Grants and Contributions:

Grant or Award spanning more than one fiscal year. (2017-2018 to 2022-2023)

Different kind of cells make up the brain and spinal cord. Replicating these complex structures provides us with a significant opportunity to discover how such tissues form in the body. Such engineered neural tissues can be used for applications in pharmacological screening instead of donated human tissues. One popular strategy for tissue engineering uses biomaterial scaffolds to deliver signals that promote stem cells to differentiate into neural tissue. My group works with human induced pluripotent stem cells (hiPSCs), adult cells reprogrammed into a state where they can become any type of cell found in an organism. This property makes them an excellent cell source for tissue engineering. My group identified a number of chemical and physical cues that drive the differentiation of hiPSCs into neural tissue, which serves as a starting point for this research program. However, current methods for engineering neural tissue using hiPSCs require lengthy, labor intensive protocols. The overarching goal of this research program is to engineer functional neural tissues from hiPSCs by developing bioactive scaffolds that present the necessary chemical and physical cues for promoting rapid differentiation that can be translated into bioprinting applications. This research program consists of two different aims for achieving this goal, and the results of this research program will be used to generate neural tissue in a rapid and high throughput manner compared to current methods.

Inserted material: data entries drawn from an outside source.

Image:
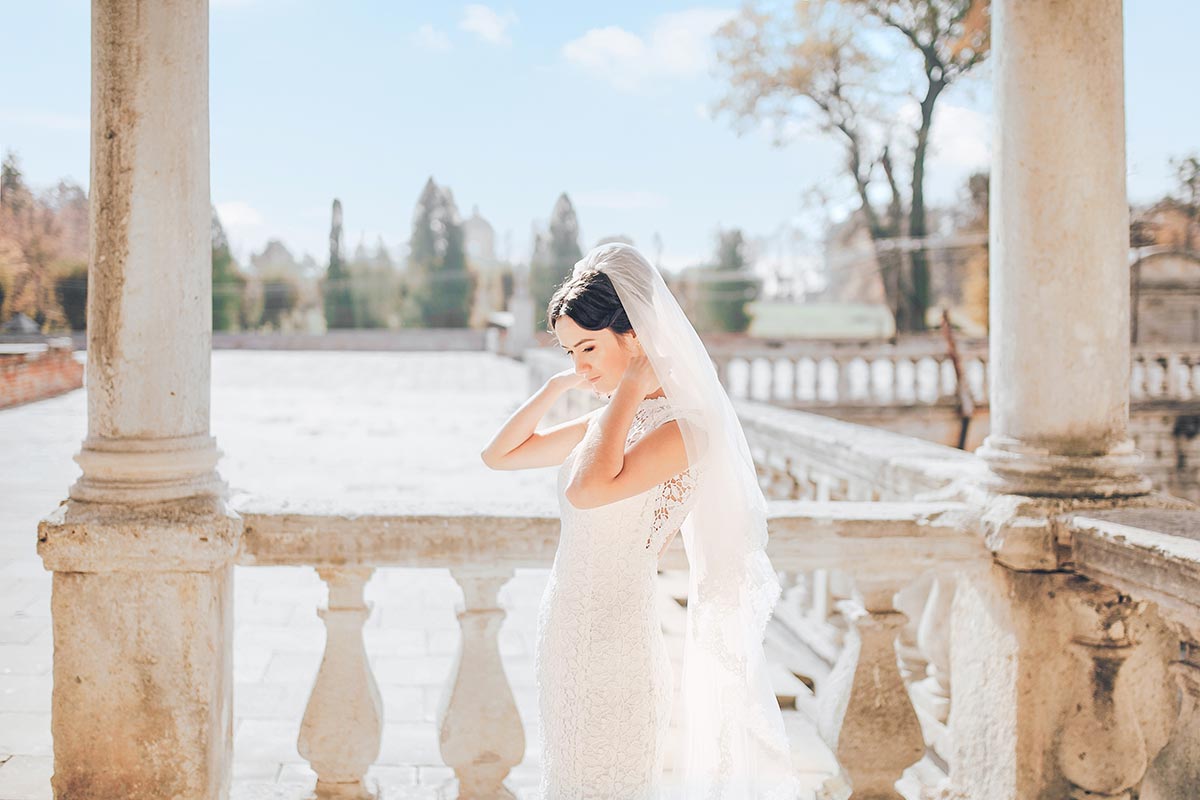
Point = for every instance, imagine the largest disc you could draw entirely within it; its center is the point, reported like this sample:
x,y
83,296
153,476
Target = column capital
x,y
1015,467
193,535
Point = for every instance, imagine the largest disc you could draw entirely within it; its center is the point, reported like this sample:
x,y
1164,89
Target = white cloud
x,y
678,46
622,200
243,223
430,38
961,137
239,214
487,24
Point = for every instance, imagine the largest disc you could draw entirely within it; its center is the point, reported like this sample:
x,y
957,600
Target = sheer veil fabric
x,y
733,746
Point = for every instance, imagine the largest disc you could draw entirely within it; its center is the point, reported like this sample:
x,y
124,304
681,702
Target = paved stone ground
x,y
358,428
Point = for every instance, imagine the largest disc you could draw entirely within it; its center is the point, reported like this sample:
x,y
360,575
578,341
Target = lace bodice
x,y
661,509
604,673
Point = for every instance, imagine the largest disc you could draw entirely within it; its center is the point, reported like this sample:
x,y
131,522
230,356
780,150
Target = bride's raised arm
x,y
519,445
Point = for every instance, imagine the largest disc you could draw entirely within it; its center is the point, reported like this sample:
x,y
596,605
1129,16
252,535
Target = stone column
x,y
142,551
1060,277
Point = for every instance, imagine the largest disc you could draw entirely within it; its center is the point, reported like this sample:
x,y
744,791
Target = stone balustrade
x,y
881,545
876,374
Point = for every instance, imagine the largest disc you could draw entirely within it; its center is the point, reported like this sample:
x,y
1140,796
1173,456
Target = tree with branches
x,y
841,66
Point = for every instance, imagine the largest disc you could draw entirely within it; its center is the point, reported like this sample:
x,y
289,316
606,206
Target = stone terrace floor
x,y
360,429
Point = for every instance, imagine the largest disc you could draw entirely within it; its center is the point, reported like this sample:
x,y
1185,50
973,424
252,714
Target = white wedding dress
x,y
604,674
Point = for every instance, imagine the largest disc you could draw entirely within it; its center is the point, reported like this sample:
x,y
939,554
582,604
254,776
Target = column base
x,y
1019,468
142,609
132,470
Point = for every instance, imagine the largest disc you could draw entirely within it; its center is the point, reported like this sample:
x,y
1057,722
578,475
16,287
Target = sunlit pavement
x,y
349,429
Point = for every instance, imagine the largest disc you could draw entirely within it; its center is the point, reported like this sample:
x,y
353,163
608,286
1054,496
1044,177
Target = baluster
x,y
342,725
900,384
1174,383
481,735
843,366
1102,751
913,600
1138,378
1175,771
931,695
984,380
865,715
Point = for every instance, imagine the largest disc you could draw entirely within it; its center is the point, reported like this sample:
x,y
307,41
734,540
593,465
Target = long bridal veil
x,y
735,746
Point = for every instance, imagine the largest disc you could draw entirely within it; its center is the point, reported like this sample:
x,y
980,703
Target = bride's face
x,y
601,356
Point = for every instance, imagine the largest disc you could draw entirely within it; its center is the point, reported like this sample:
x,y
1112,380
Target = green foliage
x,y
555,256
376,294
71,290
228,282
439,283
725,288
335,288
281,294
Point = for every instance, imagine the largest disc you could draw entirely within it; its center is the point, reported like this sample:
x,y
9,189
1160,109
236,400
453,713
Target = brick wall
x,y
33,372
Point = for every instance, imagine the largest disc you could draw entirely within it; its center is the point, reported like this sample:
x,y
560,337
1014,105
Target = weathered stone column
x,y
1060,277
142,549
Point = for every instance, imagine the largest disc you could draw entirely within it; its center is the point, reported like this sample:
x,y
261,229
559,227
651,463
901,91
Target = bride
x,y
665,453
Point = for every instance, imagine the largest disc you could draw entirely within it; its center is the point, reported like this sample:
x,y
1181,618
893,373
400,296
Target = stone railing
x,y
799,374
1128,588
881,547
1164,373
874,374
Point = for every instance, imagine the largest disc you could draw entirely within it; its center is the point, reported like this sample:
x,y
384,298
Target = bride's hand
x,y
569,379
641,373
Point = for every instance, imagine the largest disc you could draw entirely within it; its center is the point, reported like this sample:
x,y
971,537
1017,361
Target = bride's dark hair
x,y
591,300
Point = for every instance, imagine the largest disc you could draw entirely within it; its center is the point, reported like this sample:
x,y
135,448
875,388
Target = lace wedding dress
x,y
604,674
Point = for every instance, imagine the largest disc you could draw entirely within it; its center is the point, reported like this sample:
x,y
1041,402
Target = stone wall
x,y
30,372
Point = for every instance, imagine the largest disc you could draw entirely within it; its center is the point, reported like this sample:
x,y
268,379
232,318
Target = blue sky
x,y
510,104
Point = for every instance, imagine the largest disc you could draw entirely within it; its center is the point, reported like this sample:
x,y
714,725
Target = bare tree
x,y
839,65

The first aim investigates how to modify the properties of 3D fibrin scaffolds so that they can generate functional neural tissue from hiPSCs. We can manipulate the mechanical properties of these scaffolds using cross-linking agents to increase their stability. We also can enhance their chemical properties by functionalizing them with bioactive cues like peptides that promote neuronal differentiation of hiPSCs. We will then determine the influence of these two types of cues on hiPSC differentiation by using these scaffolds as bioink for 3D printing of functional neural tissues.

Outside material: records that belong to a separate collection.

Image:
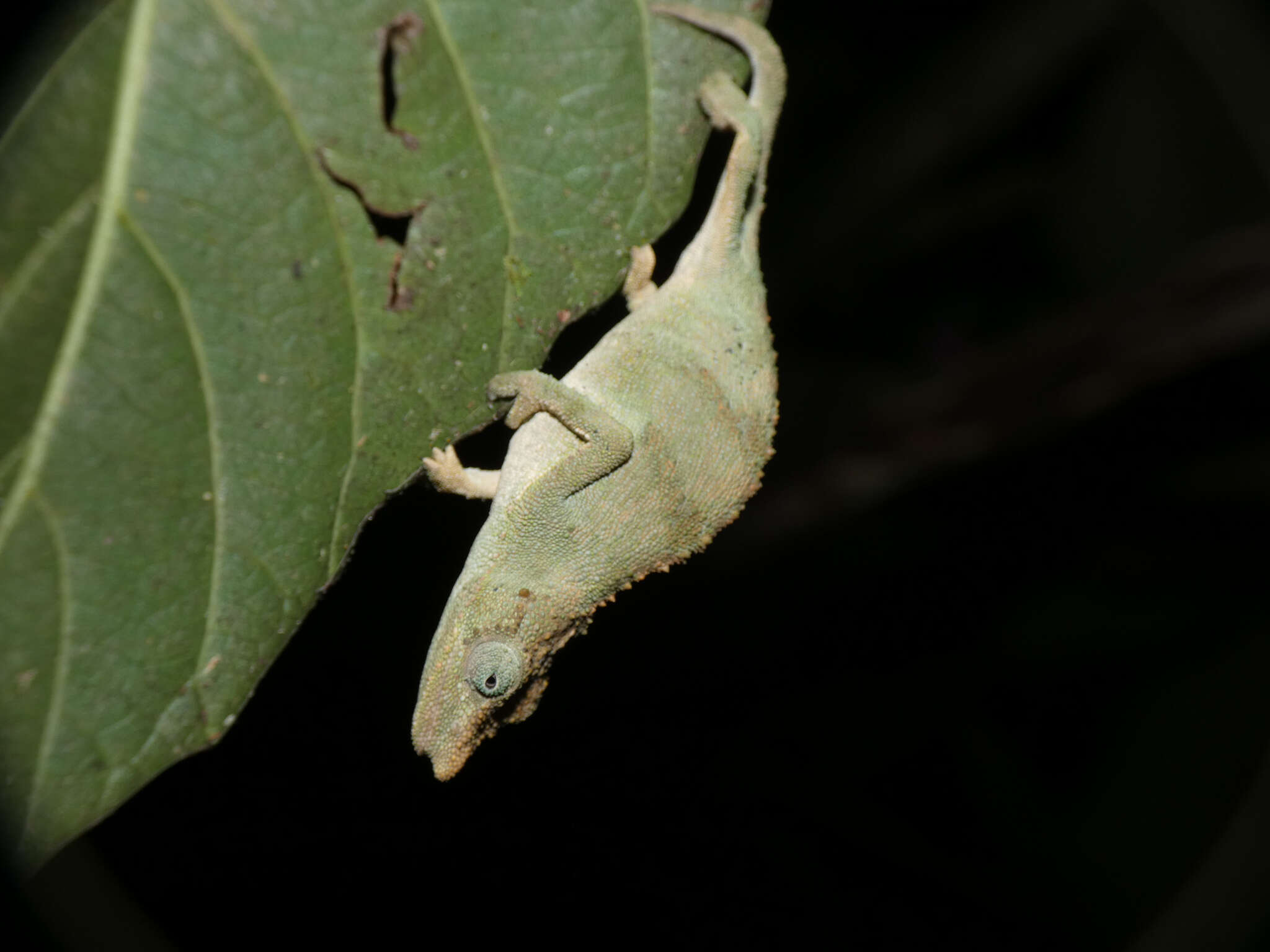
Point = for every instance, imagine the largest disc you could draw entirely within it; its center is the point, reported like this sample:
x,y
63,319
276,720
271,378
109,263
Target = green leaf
x,y
213,369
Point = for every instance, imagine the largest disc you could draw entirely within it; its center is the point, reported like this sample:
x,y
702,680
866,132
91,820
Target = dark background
x,y
986,660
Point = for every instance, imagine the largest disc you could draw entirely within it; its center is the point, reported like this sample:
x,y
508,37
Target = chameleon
x,y
633,460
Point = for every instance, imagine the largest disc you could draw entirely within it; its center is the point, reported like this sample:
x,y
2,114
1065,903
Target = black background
x,y
985,662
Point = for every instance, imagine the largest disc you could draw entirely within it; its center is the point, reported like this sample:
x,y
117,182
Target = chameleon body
x,y
631,461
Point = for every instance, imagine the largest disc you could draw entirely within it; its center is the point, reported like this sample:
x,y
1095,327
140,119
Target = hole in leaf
x,y
395,41
394,227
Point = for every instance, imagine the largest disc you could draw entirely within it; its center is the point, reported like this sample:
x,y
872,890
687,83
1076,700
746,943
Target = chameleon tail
x,y
766,93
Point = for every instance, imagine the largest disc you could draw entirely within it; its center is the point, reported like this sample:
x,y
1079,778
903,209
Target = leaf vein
x,y
495,173
56,699
242,36
214,448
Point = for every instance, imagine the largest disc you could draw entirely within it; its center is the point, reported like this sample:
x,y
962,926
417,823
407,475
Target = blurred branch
x,y
1049,375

The second aim will elucidate how the controlled release of novel chemical cues from microspheres can rapidly differentiate hiPSCs into neurons. These chemical cues include the transcription factor Ascl1 (shown to efficiently produce neurons) functionalized with intracellular protein delivery technology, purmorphamine (shown to enhance motor neuron differentiation), and guggulsterone (shown to enhance dopaminergic neuron differentiation). Currently, no existing drug delivery systems can generate controlled release of these molecules – all of which promote rapid differentiation of hiPSCs into neural tissue. We will demonstrate how different combinations and concentrations of these drug-releasing microspheres can be used to engineer two different types of neural tissue, which could then be used for drug screening applications.